Generative AI shines amid VC funding chill
Amid a chilly health care IT fundraising market, generative AI companies raised over $250 million cumulatively in Q2, according to a recent PitchBook report.
Why it matters: HCIT investors are increasingly prioritizing early-stage profitability in prospective platforms, but generative AI may be an exception to that rule, the report indicates.
Zoom in: Four of the top 10 early-stage VC deals of the quarter were for companies focused on generative AI, including Hippocratic AI's buzzy $50 million seed.
- More than a quarter of Q2's recorded deal value went to generative AI companies, or companies offering generative AI solutions.
By the numbers: The second quarter saw 141 VC deals in HCIT, totaling a deal value of $2.3 billion.
- That's down significantly from the same period in 2022 when there was a total of 355 deals accounting for $5.9 billion.
- The share of angel, seed, and early-stage VC deals in HCIT year to date sunk to 26.2%, compared with an average of 48.9% in the 2020-2022 period.
Of note: Across all industries, 14.2% of U.S. VC deals in the quarter were down rounds, the report says.

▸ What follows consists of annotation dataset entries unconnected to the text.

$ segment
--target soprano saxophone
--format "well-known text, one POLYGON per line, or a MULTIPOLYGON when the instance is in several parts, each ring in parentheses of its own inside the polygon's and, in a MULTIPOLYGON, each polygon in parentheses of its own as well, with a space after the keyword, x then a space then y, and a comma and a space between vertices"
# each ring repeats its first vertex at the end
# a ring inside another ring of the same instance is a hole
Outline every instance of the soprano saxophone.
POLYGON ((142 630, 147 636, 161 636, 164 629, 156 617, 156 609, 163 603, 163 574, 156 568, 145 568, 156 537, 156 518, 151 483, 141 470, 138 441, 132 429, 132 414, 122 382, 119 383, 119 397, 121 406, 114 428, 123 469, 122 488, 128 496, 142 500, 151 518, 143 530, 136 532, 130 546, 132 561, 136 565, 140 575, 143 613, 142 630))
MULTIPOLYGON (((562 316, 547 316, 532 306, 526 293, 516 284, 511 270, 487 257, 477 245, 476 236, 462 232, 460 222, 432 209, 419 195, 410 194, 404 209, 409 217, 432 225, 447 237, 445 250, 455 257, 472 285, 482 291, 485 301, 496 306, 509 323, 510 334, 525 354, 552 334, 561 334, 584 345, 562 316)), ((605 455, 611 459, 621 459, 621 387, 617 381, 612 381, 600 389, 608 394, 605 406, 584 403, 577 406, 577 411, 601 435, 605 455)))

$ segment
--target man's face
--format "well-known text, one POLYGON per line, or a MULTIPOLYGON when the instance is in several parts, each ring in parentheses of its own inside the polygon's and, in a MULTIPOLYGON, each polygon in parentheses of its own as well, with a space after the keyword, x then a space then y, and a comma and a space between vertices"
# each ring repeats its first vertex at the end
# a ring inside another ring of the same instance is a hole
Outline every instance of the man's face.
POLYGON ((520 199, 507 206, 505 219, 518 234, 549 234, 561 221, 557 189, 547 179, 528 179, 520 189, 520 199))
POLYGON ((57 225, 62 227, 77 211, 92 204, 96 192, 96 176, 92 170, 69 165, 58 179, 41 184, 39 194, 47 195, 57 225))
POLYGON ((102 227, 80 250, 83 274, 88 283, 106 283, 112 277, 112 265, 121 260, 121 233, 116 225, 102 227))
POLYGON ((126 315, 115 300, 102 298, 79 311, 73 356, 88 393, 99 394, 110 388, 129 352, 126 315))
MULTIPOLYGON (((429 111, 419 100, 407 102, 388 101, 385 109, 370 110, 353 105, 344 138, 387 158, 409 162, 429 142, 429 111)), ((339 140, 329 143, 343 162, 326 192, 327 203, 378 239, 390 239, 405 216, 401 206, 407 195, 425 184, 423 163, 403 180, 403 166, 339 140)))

Yes, but: The fourth quarter of 2022 "was the nadir of VC healthcare IT funding," writes Rebecca Springer, lead analyst, health care at PitchBook.
- Health systems are recovering from the financial hit of 2022 and more venture dollars are flowing into HCIT, as providers are able to spend more on new tools.
- According to the report, Kaufman Hall's hospital operating margin index hit 1.4% in June, remaining in positive territory for the fourth month in a row.
Between the lines: As health leaders focus on improving efficiencies amid continued reimbursement pressure, generative AI applications are gaining traction.
- "We are presently in an era of circumscribed, GPT-powered solutions for the low-hanging fruit; in existing workflows (that is, anything that requires a summary of a large, unstructured but easily accessible knowledge base)," Springer writes.
The bottom line: Generative AI will stay in its unsexy lane of improving clinical workflows until the industry "identifies widely trusted, high-performing LLMs (likely healthcare-specific)," Springer says.